Earlier this week, prosecutors said in court papers that Cohen was taken into custody again after he became “combative” while discussing his terms of home confinement, actions the probation officers found “unacceptable.”

However, Hellerstein said that Cohen’s behavior was that of “an attorney’s effort to negotiate an agreement, which is very common.”

Justin Long, a spokesperson for the Bureau of Prisons, said in a statement of defense, “Any assertion that the decision to remand Michael Cohen to prison was a retaliatory action is patently false.”

According to the statement, Cohen’s terms of home confinement were determined not by the Bureau of Prisons but by the US Probation office, which is run by the courts.

Long further said that Cohen’s objections to the media ban “played no role whatsoever in the decision to remand him to secure custody, nor did his intent to publish a book.”

Cohen’s attorney Danya Perry said that the ruling was “a victory for the First Amendment”, adding that “this principle transcends politics and we are gratified that the rule of law prevails."

Cohen’s book is tentatively titled “Disloyal: The True Story of Michael Cohen, Former Personal Attorney to President Donald J. Trump” and is set to be released by September, two months before the presidential election.

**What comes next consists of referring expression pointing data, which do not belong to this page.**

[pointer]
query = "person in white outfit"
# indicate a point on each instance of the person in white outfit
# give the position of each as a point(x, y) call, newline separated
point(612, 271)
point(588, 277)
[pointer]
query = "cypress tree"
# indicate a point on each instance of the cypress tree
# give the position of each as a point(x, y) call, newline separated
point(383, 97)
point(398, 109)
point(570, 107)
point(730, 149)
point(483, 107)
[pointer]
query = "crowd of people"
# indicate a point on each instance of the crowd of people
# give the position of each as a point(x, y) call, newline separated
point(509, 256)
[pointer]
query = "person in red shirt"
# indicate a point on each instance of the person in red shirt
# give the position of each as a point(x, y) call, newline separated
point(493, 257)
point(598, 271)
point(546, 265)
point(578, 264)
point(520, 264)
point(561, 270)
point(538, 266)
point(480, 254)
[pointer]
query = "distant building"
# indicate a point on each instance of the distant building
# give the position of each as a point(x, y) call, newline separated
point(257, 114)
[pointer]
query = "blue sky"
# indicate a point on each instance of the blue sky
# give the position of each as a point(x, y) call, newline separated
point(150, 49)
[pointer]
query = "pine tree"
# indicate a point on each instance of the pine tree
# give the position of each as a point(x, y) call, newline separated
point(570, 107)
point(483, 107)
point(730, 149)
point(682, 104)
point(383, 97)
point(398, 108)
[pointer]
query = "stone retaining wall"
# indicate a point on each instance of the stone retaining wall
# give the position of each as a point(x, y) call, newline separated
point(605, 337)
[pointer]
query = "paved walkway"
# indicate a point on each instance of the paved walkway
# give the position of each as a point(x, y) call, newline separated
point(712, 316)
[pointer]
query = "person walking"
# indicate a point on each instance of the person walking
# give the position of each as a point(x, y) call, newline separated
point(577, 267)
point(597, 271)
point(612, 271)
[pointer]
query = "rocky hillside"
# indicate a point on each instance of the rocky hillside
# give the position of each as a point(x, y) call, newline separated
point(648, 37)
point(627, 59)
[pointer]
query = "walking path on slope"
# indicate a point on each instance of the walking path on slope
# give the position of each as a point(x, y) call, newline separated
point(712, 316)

The book will provide “graphic and unflattering details about the President’s behavior behind closed doors” such as his “pointedly anti-Semitic remarks and virulently racist remarks against such Black leaders as President Barack Obama and Nelson Mandela, neither of whom he viewed as real leaders or as worthy of respect by virtue of their race,” according to documents filed by Cohen in support of his lawsuit.